You also sometimes hit a 'brick wall' in the story where the game will just throw so many enemies towards you, it will take multiple times and different strategies to defeat them.
Also, in some of their experimentation, 3DRealms has created more problems for the game. We won't go into details, but there is one specific point in the game where you will want to throw your controller through the TV. As well as this, the control system does not feel good off the bat. Gearbox/3DRealms give you options to change the sensitivity, but overall the controls are disappointing. It's hard to control the aim of the gun and it doesn't feel smooth at all. After an hour or so it will be second nature, but it really does stick out during the first moments of playing the game.

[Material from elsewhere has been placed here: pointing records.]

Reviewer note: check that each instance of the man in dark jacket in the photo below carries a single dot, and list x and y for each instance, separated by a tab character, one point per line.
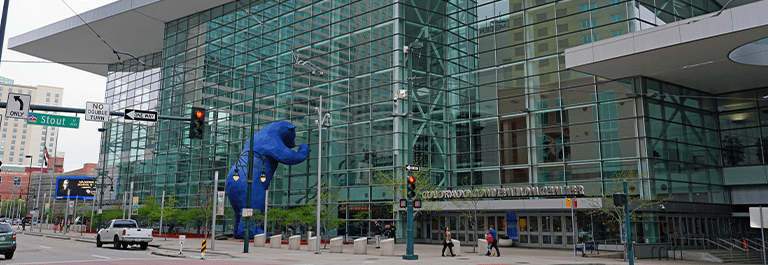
494	244
378	234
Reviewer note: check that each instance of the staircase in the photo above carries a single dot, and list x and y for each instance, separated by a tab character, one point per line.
738	256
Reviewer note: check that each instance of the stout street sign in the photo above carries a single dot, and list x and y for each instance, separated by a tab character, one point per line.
53	120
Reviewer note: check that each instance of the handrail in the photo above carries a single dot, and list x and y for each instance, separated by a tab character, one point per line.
717	244
733	246
750	244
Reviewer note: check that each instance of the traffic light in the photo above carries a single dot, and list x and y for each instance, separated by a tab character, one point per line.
411	187
198	123
620	199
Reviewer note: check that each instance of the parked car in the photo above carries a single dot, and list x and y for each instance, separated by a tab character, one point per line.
7	240
122	233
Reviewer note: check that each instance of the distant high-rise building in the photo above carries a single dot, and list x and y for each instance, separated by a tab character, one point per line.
17	138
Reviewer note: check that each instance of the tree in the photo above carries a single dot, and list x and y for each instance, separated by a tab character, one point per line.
636	202
470	208
395	186
204	202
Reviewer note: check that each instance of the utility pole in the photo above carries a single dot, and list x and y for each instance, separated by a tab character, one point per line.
416	45
321	121
2	26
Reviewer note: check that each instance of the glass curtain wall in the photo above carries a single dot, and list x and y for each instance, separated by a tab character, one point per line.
132	85
683	143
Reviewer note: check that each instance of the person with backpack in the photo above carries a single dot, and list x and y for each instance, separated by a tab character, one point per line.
489	238
448	242
495	241
377	228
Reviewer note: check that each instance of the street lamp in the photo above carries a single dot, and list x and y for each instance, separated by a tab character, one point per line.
103	172
29	181
323	121
416	45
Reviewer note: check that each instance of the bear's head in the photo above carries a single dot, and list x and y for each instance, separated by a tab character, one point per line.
283	130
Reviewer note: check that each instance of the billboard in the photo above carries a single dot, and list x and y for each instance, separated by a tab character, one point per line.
79	187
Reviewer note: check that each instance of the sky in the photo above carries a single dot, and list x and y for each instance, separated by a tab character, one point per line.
80	145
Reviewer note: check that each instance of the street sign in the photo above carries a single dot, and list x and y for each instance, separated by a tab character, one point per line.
97	111
18	106
247	212
220	205
53	120
140	115
412	168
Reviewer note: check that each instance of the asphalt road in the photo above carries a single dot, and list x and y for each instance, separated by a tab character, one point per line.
43	250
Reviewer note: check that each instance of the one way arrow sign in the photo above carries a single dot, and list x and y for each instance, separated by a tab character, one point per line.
18	106
140	115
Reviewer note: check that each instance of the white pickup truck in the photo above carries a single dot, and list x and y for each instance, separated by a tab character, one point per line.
122	233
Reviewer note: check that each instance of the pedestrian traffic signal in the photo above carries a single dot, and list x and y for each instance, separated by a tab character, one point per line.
198	123
411	187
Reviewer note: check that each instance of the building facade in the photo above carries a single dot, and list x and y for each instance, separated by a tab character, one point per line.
17	138
494	106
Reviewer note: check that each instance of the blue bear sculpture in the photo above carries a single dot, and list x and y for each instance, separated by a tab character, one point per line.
274	143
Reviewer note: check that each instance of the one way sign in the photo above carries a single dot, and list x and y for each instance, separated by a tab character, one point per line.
140	115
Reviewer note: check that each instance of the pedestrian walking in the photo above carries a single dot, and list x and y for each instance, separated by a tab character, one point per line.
448	242
377	230
495	243
489	239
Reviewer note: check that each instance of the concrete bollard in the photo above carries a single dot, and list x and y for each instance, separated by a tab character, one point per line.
388	247
260	240
361	246
311	243
294	242
336	244
275	241
456	246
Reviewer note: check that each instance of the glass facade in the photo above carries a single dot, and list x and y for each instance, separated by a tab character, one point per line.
493	102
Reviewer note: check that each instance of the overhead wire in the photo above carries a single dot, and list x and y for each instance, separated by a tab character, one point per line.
116	52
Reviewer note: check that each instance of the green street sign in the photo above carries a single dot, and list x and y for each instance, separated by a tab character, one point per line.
53	120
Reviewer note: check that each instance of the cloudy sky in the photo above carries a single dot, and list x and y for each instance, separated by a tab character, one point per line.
81	145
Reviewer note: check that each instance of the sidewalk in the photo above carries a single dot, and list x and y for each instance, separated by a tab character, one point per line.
428	253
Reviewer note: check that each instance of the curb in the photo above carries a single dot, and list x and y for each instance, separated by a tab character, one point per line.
169	255
208	252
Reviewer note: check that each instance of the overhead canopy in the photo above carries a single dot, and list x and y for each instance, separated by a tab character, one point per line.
691	53
132	26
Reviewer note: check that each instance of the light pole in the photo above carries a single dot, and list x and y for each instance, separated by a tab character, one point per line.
103	171
416	45
29	182
324	119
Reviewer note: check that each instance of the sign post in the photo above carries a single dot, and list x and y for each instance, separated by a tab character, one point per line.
181	244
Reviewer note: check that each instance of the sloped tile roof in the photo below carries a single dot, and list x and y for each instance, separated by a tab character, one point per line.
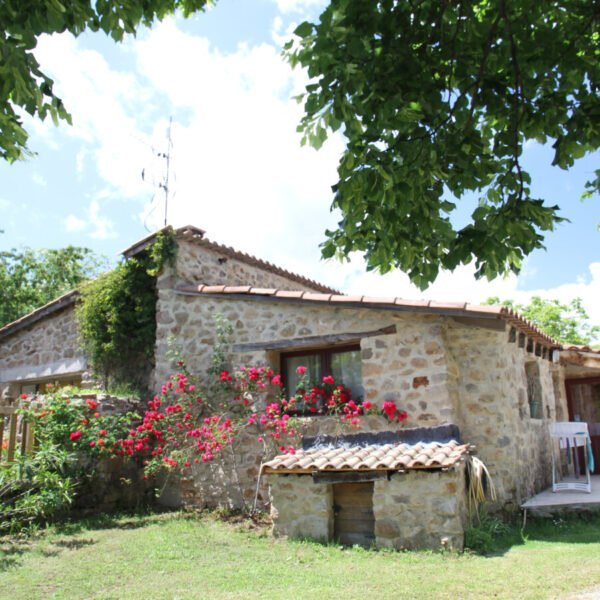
388	457
40	313
196	236
463	309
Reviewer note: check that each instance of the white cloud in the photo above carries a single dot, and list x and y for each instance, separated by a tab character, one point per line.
103	226
74	224
98	226
39	179
241	172
238	169
458	286
288	6
106	105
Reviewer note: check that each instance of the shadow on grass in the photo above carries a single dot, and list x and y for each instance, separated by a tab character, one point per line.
495	537
13	549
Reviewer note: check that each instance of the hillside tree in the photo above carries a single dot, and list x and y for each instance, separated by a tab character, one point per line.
31	278
566	322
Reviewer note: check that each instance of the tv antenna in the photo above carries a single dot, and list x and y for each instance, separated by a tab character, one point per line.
163	183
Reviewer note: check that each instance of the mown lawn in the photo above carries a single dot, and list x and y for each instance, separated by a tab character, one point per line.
199	556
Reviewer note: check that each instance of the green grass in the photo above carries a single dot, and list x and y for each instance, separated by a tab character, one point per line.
199	556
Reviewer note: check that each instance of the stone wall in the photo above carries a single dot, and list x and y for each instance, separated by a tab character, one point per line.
301	508
47	350
495	413
414	510
409	367
437	369
421	509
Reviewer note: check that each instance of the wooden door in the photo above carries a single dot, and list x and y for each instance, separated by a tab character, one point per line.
354	522
583	397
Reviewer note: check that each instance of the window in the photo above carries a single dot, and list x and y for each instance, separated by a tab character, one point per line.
45	386
342	363
534	390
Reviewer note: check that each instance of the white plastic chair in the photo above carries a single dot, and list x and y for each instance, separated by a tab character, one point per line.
571	436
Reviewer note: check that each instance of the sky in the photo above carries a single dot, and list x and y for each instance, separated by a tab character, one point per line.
237	168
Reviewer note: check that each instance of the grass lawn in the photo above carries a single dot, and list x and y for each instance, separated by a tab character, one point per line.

However, perhaps the biggest disappointment comes with the way the story progresses. Whilst there are over twenty missions in the campaign, it really only takes place in two major environments and there is no doubt that the best of the game comes within the first half. Towards the end of the ten or so hours it will take you to complete the game first time around, it will feel like you are grinding away just to see the end rather than enjoying the game. The lack of variety in mission setting is a real disappointment, given what 3DRealms had displayed in some of the early trailers, but also given how long the game took to release.

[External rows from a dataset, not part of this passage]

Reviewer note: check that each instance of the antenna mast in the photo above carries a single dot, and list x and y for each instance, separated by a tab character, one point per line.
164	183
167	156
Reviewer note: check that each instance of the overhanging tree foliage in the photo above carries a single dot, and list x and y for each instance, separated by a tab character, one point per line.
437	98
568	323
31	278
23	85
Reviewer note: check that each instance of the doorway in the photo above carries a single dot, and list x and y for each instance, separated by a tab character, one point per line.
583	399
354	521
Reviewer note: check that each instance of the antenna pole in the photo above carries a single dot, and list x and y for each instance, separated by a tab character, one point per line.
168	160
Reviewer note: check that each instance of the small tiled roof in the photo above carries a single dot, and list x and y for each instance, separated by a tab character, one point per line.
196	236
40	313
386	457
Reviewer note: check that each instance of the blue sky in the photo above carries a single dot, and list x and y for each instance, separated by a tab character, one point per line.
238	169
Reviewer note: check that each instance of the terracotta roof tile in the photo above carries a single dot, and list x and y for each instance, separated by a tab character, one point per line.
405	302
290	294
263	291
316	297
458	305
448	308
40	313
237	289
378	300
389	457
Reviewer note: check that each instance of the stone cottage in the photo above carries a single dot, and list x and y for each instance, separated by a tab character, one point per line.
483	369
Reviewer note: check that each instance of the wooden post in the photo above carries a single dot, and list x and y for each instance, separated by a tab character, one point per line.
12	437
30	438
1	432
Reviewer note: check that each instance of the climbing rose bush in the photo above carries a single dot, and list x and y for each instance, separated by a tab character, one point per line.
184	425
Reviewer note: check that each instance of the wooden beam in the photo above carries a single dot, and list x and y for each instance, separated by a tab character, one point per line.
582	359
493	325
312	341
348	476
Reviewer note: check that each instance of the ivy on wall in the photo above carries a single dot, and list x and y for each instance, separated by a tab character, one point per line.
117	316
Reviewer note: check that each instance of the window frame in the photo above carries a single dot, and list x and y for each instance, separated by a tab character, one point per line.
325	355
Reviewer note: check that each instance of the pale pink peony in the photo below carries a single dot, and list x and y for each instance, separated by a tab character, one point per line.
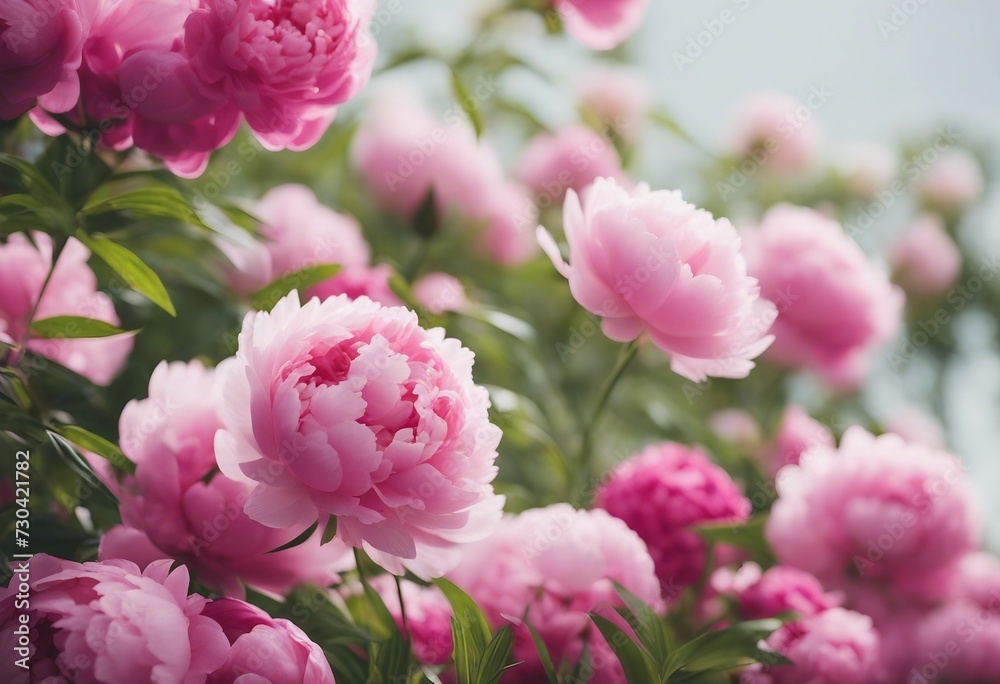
108	622
72	291
660	493
876	507
797	433
570	159
775	130
650	262
925	260
177	507
265	650
440	292
619	97
41	47
952	183
428	617
835	646
557	564
350	409
834	305
767	594
285	65
601	24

The puzzling thing about Duke Nukem Forever, however, is that it is still somewhat compelling to play. Whether that is a case of wanting to see just how this game has completely turned out after twelve years, find out where Duke goes next, or the game is actually interesting to play, is up for debate. What we can say is that we found it very hard to pull ourselves away from the game once we started and in many points of the game it is actually very enjoyable to play. It's just overall that it feels hobbled together rather than a polished experience.
The biggest problem we found many times in the game is that the developers stumbled onto something interesting and fun to do, but then took it to the extreme. One such example is driving the truck through many desert levels every so often having to fill up with gas which you find hidden in towns. For the first two times it felt quite different and interesting to play, but past that it felt like the developer knew they were on a good thing and just wanted to keep making the player do it.
The game also contains a multiplayer component and this is where one of the more controversial aspects of the title is found. One of the game modes, capture the babe, is a Duke take on the traditional capture the flag system. However, instead of capturing a flag, you have to take the other team's girl and as you run with her, she will struggle. To calm her down you press a button to slap her on the arse, and you have to do this to reach your base and score a point. It's a mode that feels like it should have been left in the dark ages rather than 2011. Other modes are fairly common including deathmatch. The game ran fine on Xbox Live. However, we can't help but feel the animation felt stilted and it was hard to hit the other players, even with a solid network connection.
The fact this game has come out is somewhat amazing. Twelve years later, it's here and it's not without its good points, but overall the wait has not been worth it. Duke Nukem fans will like it, but will also identify the issues and anyone new to the series may actually wonder what all the hype was about. Gearbox does need congratulations for not trying to rework 3DRealms work and what Duke Nukem does do is show us how far gaming has come in a short time and is an excellent history lesson. The fact is you simply must play this to prove to yourself this game has actually released and is playable, but do that via a rental instead of a purchase.